Adjunct Professor of Law
New York University, L.L.M. (Tax)
University of Pittsburgh, J.D.
University of Pennsylvania, B.S. Economics (Wharton)
Robert J. Lichtenstein counsels publicly and privately held enterprises in human resources, executive compensation, and employee beneﬁts issues. Bob handles complex matters involving equity and incentive compensation; employment, retention and severance arrangements; Employee Retirement Income Security Act (ERISA) compliance; and qualiﬁed retirement, pension, and proﬁt-sharing plans as well as employee stock ownership plans (ESOPs); and related federal tax matters. He represents clients before the US Internal Revenue Service (IRS) and US Department of Labor (DOL), and in litigation involving beneﬁts disputes.
Bob advises on beneﬁts and executive compensation issues that arise during mergers and acquisitions (M&A), joint ventures, and spinoffs—including private equity transactions. To date, Bob and his Morgan Lewis colleagues have experience representing senior management teams in more than 100 transactions involving leveraged buyouts and other acquisitions by private equity funds ranging in size from $100 million to more than $46 billion.
Bob also advises on the design and/or amendment of beneﬁt plans and programs, including retention and severance arrangements for senior management, and the design and administration of cash incentive, severance, and equity programs. He works closely with boards of directors, compensation committees, and administrators to address beneﬁt plan ﬁduciary issues, compliance procedures, succession planning, and general governance matters. He helps clients develop strategies to attract and retain executives, while also representing executives and management groups in employment and private equity matters.

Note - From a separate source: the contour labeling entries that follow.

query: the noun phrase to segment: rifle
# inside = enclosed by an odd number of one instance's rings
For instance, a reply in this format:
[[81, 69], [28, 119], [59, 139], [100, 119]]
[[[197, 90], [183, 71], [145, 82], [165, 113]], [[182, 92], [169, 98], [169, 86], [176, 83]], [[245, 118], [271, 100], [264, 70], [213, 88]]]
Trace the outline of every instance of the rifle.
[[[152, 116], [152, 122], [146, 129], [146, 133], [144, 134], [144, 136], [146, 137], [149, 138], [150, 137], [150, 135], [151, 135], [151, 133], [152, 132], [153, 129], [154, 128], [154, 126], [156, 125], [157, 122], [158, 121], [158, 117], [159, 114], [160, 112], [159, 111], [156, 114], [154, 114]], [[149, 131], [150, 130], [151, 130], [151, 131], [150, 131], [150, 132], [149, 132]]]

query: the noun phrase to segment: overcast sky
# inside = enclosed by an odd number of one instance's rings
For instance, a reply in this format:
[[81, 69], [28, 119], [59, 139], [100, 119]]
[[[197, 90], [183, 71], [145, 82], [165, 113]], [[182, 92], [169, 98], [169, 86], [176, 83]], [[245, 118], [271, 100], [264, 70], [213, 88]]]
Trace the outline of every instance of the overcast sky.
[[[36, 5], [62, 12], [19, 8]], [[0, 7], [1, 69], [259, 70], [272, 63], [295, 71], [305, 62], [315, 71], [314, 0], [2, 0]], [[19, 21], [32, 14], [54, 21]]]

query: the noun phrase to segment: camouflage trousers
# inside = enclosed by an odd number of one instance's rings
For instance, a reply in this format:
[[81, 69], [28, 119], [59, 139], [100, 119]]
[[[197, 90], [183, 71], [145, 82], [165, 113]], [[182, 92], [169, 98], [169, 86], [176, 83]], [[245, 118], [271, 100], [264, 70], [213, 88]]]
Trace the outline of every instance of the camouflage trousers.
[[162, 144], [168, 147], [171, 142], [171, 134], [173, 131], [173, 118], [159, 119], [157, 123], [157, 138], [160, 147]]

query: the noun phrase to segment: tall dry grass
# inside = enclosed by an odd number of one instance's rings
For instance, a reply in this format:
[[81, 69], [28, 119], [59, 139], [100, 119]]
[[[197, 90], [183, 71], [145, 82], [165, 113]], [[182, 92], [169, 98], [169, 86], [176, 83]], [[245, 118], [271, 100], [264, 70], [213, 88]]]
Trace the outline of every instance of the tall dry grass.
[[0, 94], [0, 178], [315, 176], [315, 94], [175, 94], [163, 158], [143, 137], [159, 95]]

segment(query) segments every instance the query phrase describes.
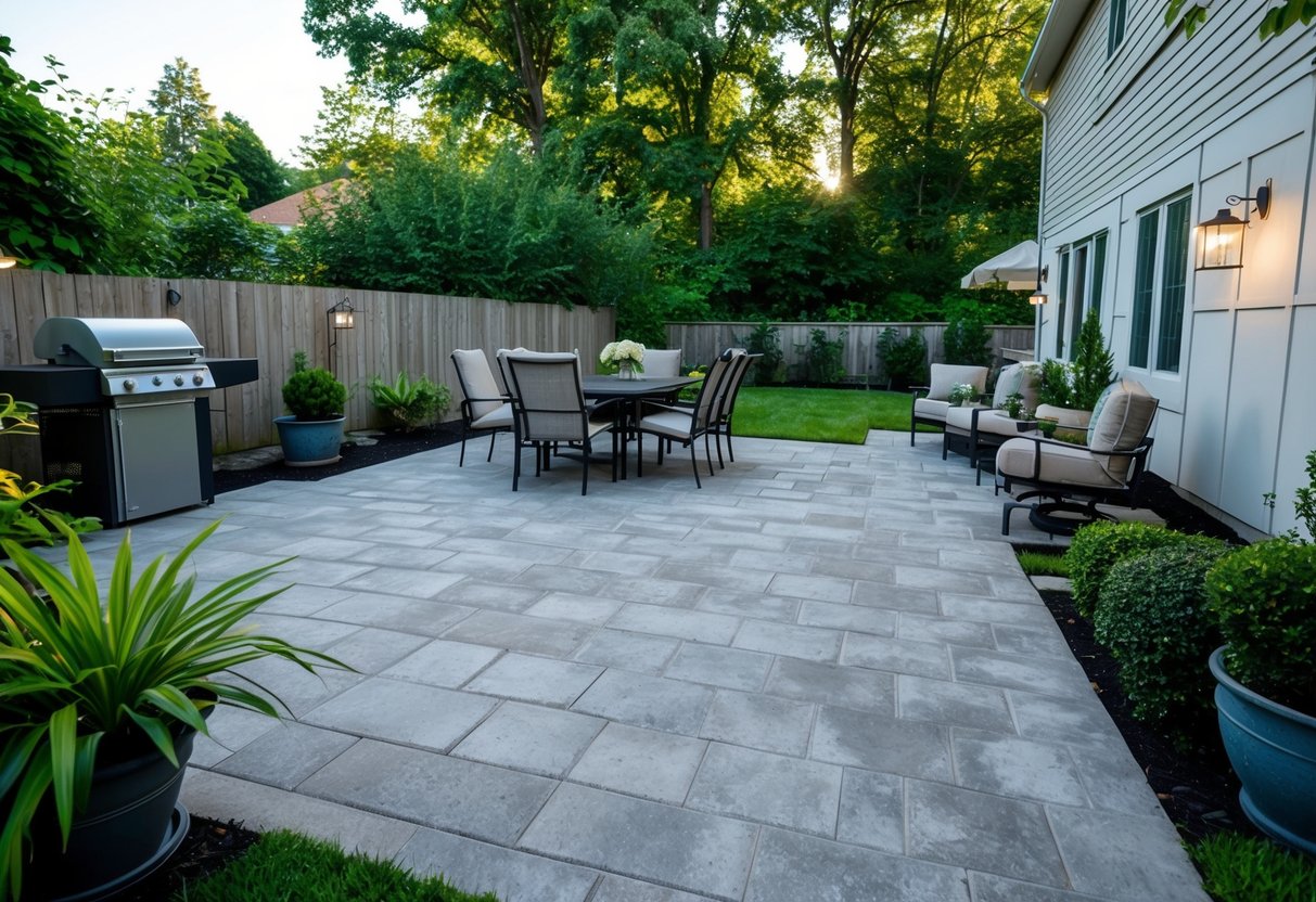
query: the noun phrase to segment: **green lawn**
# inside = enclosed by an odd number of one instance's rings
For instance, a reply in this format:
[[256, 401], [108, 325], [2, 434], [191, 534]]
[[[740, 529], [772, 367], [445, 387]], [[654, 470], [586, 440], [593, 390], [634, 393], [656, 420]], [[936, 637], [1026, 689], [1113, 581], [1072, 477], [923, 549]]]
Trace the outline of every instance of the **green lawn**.
[[909, 429], [908, 392], [844, 388], [744, 388], [736, 435], [863, 444], [870, 429]]

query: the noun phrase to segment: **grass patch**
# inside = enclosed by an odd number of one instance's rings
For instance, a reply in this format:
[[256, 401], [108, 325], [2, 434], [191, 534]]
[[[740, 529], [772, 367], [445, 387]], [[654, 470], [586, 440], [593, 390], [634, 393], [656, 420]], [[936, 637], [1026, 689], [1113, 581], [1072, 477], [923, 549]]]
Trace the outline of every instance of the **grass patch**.
[[908, 430], [912, 408], [908, 392], [744, 388], [736, 397], [734, 430], [754, 438], [863, 444], [870, 429]]
[[497, 902], [471, 895], [440, 877], [415, 877], [395, 864], [332, 843], [276, 830], [242, 857], [174, 894], [172, 902]]
[[1020, 551], [1019, 565], [1029, 576], [1063, 576], [1069, 579], [1069, 563], [1063, 555], [1051, 555], [1045, 551]]
[[1270, 840], [1216, 834], [1188, 853], [1202, 870], [1202, 885], [1217, 902], [1312, 902], [1316, 860]]

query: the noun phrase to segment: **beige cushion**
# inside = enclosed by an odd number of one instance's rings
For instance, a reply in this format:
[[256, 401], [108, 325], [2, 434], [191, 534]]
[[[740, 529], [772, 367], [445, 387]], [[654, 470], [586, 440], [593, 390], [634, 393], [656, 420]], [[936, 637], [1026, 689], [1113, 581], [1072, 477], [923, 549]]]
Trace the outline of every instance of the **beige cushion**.
[[[507, 405], [505, 401], [496, 400], [503, 392], [499, 391], [497, 383], [494, 380], [494, 371], [490, 369], [490, 362], [484, 356], [484, 351], [480, 348], [470, 351], [458, 348], [453, 351], [453, 363], [461, 372], [461, 384], [471, 392], [472, 398], [495, 398], [490, 401], [471, 401], [471, 425], [474, 425], [474, 421], [483, 419]], [[507, 421], [508, 423], [512, 422], [511, 408], [507, 412]]]
[[[1033, 479], [1033, 455], [1037, 442], [1012, 438], [996, 451], [996, 472], [1016, 479]], [[1088, 485], [1092, 488], [1120, 488], [1123, 480], [1112, 479], [1101, 467], [1098, 455], [1076, 444], [1042, 443], [1042, 467], [1037, 476], [1044, 483], [1062, 485]]]
[[932, 388], [928, 397], [933, 401], [950, 398], [950, 389], [959, 383], [967, 383], [982, 394], [987, 388], [987, 367], [958, 367], [949, 363], [932, 364]]
[[[1132, 451], [1142, 444], [1158, 401], [1148, 394], [1141, 383], [1121, 379], [1107, 387], [1092, 412], [1087, 427], [1087, 444], [1094, 451]], [[1101, 465], [1111, 479], [1121, 483], [1128, 477], [1129, 458], [1101, 456]]]
[[645, 350], [645, 377], [670, 379], [680, 375], [680, 348], [671, 350]]
[[913, 400], [913, 415], [920, 419], [940, 419], [945, 422], [948, 410], [950, 410], [950, 401], [934, 401], [933, 398]]
[[[979, 408], [978, 431], [992, 435], [1019, 435], [1019, 421], [1011, 419], [1000, 410]], [[970, 433], [973, 431], [974, 408], [950, 408], [946, 410], [946, 429]]]
[[1024, 396], [1024, 410], [1032, 410], [1037, 406], [1037, 375], [1036, 363], [1015, 363], [1005, 367], [996, 377], [991, 405], [999, 410], [1005, 406], [1005, 400], [1011, 394], [1019, 392]]

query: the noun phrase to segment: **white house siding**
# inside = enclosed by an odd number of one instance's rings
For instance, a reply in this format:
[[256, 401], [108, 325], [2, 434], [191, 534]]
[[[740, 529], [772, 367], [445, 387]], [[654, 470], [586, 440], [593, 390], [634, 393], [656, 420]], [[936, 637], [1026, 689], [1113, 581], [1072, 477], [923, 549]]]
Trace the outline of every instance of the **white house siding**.
[[[1107, 62], [1108, 0], [1091, 4], [1045, 100], [1042, 252], [1055, 273], [1062, 247], [1108, 231], [1103, 327], [1124, 375], [1161, 398], [1153, 471], [1277, 533], [1295, 525], [1316, 448], [1316, 26], [1261, 42], [1265, 5], [1213, 4], [1184, 41], [1163, 26], [1163, 0], [1129, 0]], [[1249, 229], [1244, 268], [1188, 273], [1179, 373], [1128, 367], [1138, 213], [1191, 192], [1200, 222], [1267, 178], [1270, 217]], [[1042, 308], [1044, 352], [1057, 309]]]

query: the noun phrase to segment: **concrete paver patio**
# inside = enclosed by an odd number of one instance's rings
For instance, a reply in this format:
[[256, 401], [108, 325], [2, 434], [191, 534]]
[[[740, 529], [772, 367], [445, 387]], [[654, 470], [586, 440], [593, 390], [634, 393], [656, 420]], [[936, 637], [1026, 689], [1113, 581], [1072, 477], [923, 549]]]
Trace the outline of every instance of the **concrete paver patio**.
[[297, 722], [217, 711], [184, 801], [504, 899], [1207, 898], [962, 459], [736, 450], [582, 498], [449, 447], [134, 527], [226, 517], [203, 582], [296, 554], [255, 619], [359, 671], [249, 667]]

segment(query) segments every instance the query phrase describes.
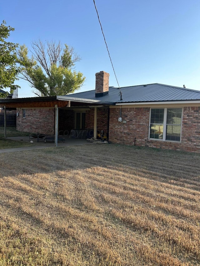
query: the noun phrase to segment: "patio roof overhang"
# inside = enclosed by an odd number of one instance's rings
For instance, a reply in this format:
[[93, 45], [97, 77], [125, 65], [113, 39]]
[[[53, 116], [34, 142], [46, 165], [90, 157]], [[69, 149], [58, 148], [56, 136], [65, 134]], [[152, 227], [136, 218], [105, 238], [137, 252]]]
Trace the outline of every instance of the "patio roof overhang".
[[16, 108], [32, 107], [53, 108], [55, 105], [58, 107], [70, 106], [70, 102], [80, 103], [86, 105], [115, 105], [115, 103], [82, 99], [67, 96], [49, 96], [45, 97], [33, 97], [27, 98], [17, 98], [14, 99], [0, 99], [0, 107], [5, 106], [7, 108]]

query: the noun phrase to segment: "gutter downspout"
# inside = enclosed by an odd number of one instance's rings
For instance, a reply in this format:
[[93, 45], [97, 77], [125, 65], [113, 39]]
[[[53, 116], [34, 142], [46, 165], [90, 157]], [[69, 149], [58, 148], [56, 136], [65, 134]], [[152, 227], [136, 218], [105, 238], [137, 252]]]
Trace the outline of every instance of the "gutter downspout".
[[94, 137], [97, 138], [97, 107], [94, 107]]

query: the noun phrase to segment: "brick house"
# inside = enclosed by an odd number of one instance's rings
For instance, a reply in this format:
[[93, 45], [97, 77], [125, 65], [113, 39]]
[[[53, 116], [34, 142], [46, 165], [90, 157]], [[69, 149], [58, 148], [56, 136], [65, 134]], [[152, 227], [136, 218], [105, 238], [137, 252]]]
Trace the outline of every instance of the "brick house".
[[93, 90], [0, 100], [0, 107], [16, 109], [20, 131], [86, 138], [102, 131], [113, 143], [199, 152], [200, 91], [158, 83], [119, 89], [109, 86], [108, 73], [96, 76]]

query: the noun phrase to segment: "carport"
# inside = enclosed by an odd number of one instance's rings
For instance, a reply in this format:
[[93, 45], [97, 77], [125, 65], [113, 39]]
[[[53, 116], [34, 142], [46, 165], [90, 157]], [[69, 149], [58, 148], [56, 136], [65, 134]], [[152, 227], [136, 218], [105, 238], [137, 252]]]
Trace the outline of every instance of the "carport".
[[[38, 109], [44, 110], [51, 110], [54, 111], [54, 121], [52, 122], [52, 127], [53, 126], [53, 132], [55, 135], [54, 144], [58, 146], [58, 112], [59, 109], [76, 109], [81, 110], [83, 108], [88, 109], [93, 109], [94, 117], [93, 122], [94, 136], [97, 135], [97, 124], [98, 121], [98, 108], [102, 108], [106, 107], [109, 109], [110, 105], [114, 105], [112, 102], [102, 101], [96, 100], [82, 99], [75, 98], [68, 96], [55, 96], [45, 97], [35, 97], [27, 98], [17, 98], [9, 99], [0, 99], [0, 107], [3, 108], [4, 110], [4, 137], [6, 138], [6, 112], [8, 109], [17, 110], [17, 116], [19, 115], [18, 110], [22, 112], [21, 115], [23, 116], [23, 110], [29, 109], [33, 110], [32, 117], [29, 118], [31, 121], [34, 125], [34, 123], [39, 124], [40, 119], [41, 119], [42, 114], [40, 118], [34, 117], [33, 113], [34, 110]], [[46, 125], [48, 125], [48, 118], [47, 117], [46, 114]], [[32, 118], [32, 119], [31, 118]], [[24, 120], [24, 121], [25, 120]], [[38, 123], [39, 123], [39, 124]], [[18, 126], [17, 123], [17, 127]], [[18, 129], [17, 127], [17, 129]], [[52, 129], [53, 131], [53, 129]], [[41, 131], [41, 130], [40, 130]], [[30, 132], [30, 131], [25, 131]], [[36, 133], [38, 132], [35, 132]], [[40, 132], [39, 132], [40, 133]], [[40, 133], [42, 133], [41, 132]]]

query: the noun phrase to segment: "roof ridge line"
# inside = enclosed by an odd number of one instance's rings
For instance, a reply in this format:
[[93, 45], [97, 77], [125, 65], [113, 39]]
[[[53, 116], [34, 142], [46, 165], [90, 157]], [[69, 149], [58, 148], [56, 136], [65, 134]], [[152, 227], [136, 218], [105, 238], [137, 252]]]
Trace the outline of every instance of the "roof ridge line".
[[200, 91], [199, 90], [196, 90], [195, 89], [188, 89], [187, 88], [182, 88], [182, 87], [178, 87], [178, 86], [172, 86], [172, 85], [167, 85], [166, 84], [163, 84], [162, 83], [156, 83], [156, 84], [161, 85], [162, 86], [165, 86], [166, 87], [169, 87], [171, 88], [175, 88], [176, 89], [182, 89], [183, 90], [188, 90], [189, 91], [193, 91], [195, 92], [198, 92], [199, 93], [200, 93]]

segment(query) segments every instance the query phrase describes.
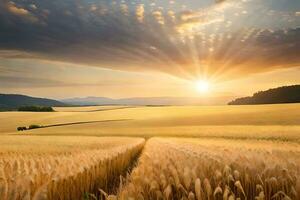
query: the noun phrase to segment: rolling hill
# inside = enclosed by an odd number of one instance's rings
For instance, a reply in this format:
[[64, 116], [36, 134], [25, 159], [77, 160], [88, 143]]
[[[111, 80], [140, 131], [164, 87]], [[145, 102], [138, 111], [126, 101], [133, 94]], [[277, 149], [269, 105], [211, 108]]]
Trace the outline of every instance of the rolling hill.
[[0, 94], [0, 110], [15, 110], [21, 106], [66, 106], [65, 103], [19, 94]]
[[242, 97], [229, 102], [229, 105], [299, 103], [300, 85], [283, 86], [260, 91], [251, 97]]

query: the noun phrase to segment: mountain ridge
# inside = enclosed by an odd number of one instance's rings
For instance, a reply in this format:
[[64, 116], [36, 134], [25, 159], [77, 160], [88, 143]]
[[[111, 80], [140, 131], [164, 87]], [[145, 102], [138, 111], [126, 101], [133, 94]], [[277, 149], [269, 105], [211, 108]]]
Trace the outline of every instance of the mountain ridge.
[[0, 94], [0, 110], [16, 110], [22, 106], [66, 106], [57, 100], [21, 94]]

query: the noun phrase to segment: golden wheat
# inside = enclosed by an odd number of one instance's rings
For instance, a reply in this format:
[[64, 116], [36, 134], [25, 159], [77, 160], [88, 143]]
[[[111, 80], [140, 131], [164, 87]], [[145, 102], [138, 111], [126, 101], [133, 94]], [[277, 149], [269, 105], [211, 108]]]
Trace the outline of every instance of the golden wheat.
[[119, 199], [299, 199], [297, 144], [148, 140]]
[[82, 199], [109, 189], [143, 144], [138, 138], [3, 136], [0, 199]]

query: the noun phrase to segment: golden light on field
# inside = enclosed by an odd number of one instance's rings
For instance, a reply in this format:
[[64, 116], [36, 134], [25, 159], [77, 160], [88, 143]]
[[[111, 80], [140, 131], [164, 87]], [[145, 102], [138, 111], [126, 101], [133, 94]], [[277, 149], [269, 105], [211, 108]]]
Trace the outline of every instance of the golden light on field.
[[210, 84], [206, 80], [198, 80], [196, 82], [196, 89], [200, 93], [207, 93], [210, 89]]

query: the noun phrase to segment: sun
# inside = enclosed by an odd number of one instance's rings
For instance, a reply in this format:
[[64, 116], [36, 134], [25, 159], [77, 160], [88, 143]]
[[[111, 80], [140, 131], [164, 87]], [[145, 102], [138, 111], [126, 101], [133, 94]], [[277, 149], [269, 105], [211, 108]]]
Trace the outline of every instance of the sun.
[[206, 93], [209, 91], [209, 82], [205, 80], [196, 81], [196, 89], [198, 92]]

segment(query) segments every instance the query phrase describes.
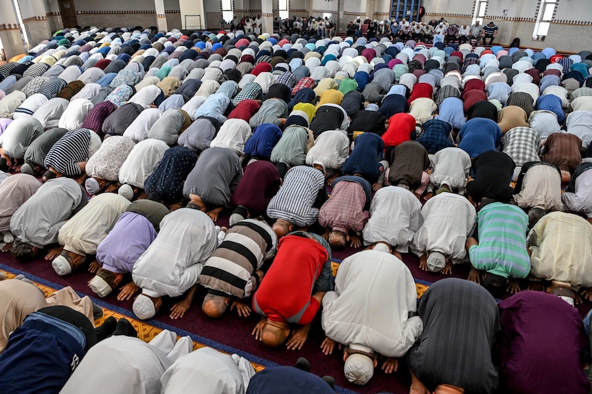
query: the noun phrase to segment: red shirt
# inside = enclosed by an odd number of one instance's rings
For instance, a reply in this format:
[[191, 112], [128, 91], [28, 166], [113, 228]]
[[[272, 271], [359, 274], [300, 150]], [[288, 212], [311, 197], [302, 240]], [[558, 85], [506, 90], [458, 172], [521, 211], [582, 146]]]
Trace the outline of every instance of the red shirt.
[[321, 306], [312, 288], [329, 255], [315, 240], [288, 235], [253, 297], [253, 309], [274, 321], [308, 324]]

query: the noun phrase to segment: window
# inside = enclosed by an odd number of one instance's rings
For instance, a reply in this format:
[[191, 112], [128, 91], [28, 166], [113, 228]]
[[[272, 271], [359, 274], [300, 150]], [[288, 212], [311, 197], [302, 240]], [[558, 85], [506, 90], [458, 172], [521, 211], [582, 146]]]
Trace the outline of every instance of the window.
[[538, 15], [536, 16], [536, 23], [534, 24], [534, 33], [532, 38], [537, 39], [544, 38], [549, 32], [549, 27], [553, 21], [555, 8], [558, 0], [541, 0], [538, 8]]
[[232, 0], [222, 0], [222, 17], [227, 22], [232, 21]]
[[485, 16], [485, 10], [487, 9], [487, 0], [477, 0], [475, 3], [475, 14], [473, 16], [473, 23], [479, 21], [483, 25], [483, 18]]
[[289, 17], [288, 6], [288, 0], [280, 0], [278, 10], [280, 10], [280, 19], [282, 21]]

He is a member of the board of directors for Women Against Abuse, is active with the Federation Allied Jewish Appeal, and an adjunct professor at Penn State Law, the University of Pennsylvania School of Law, and Villanova University Law School. He is also a former director and chair of the governance committee of a now-sold New York Stock Exchange (NYSE) company, a former board member of a private manufacturing company, and the trustee (and controlling shareholder) of an investment management business.